Solar energy powers an entire island in American Samoa thanks to Tesla, SolarCity



Located over 4,000 miles from the west coast of the United States in the South Pacific Ocean, the island of Ta’u in American Samoa is powered almost entirely by the sun.

The island previously relied on diesel generators for power, but thanks to government funding and contributions from SolarCity and Tesla, the remote island operates on solar power, a cleaner and more cost-effective energy source.

Back in November, SolarCity announced in a blog post that a microgrid of 5,300 solar panels and over 60 battery packs had been completed on the island within a year’s time.

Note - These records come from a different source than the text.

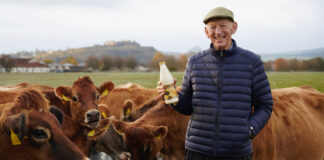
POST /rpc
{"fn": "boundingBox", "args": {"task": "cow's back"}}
[100,88,159,119]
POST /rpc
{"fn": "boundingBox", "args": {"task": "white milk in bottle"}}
[159,62,179,104]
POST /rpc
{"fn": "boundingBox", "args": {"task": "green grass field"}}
[0,72,324,92]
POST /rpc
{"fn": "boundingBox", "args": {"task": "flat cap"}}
[204,7,234,24]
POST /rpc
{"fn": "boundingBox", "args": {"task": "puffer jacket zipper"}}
[214,50,224,156]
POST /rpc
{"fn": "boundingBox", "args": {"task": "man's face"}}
[205,18,237,50]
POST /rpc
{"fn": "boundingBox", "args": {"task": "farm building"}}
[11,58,50,73]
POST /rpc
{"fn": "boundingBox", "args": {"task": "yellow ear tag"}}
[155,134,162,139]
[62,95,70,101]
[126,108,130,115]
[88,129,95,137]
[101,89,109,97]
[10,128,21,145]
[101,112,107,118]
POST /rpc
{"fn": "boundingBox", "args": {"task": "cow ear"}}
[98,81,115,97]
[123,99,135,116]
[54,86,72,101]
[152,126,168,139]
[98,104,111,118]
[49,106,64,124]
[5,113,26,145]
[110,117,127,135]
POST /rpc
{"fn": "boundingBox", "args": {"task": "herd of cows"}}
[0,77,324,160]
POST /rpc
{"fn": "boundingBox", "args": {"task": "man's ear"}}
[4,113,26,145]
[123,99,135,116]
[54,86,72,101]
[49,106,64,124]
[98,81,115,97]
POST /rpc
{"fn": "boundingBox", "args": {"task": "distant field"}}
[0,72,324,92]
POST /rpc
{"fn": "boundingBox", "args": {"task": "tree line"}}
[0,52,324,72]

The solar panels can generate 1.4 megawatts of energy, while Tesla Powerpacks provide 6 megawatt hours of battery storage. 

Unlike with diesel generators, which can lose power when powerful storms hammer the island, Ta’u’s microgrid is able to store energy for several days, which is a huge benefit to the island of nearly 600 people.

Located in the South Pacific, American Samoa will get the occasional encounter from a tropical cyclone. Most recently, Tropical Cyclone Tuni hit the island chain in November 2015, causing significant property and crop damage.

American Samoa has a wet, tropical climate, with over 120 inches of rain falling per year, said AccuWeather Meteorologist Jim Andrews.

However, while solar panels are most effective in direct sunlight, they can still function when it’s cloudy. Rain can be beneficial in that it helps keep panels operating efficiently by washing away dirt or dust, the Solar Energy Industries Association states.

The region still gets plenty of sunshine. Island resident Keith Ahsoon, whose family owns several stores on the island, told SolarCity that “it’s always sunny out here” and being able to retain the sun’s energy and not lose power will allow him to sleep “a lot more comfortably at night.”

The Environmental Protection Agency, Department of Interior and American Samoa Power Authority, which operates the system, funded the project. The island was chosen as part of an initiative by the Manu’a islands, which include Ta’u, to become fully free of fossil fuel-generated electricity. 

According to SolarCity, the project will offset the use of more than 109,500 gallons of diesel per year.

Ahsoon has seen the effects of climate change firsthand and said this endeavor will help lessen the carbon footprint around the world.

“Beach erosions and other noticeable changes are a part of life here. It’s a serious problem, and this project will hopefully set a good example for everyone else to follow,” said Ahsoon.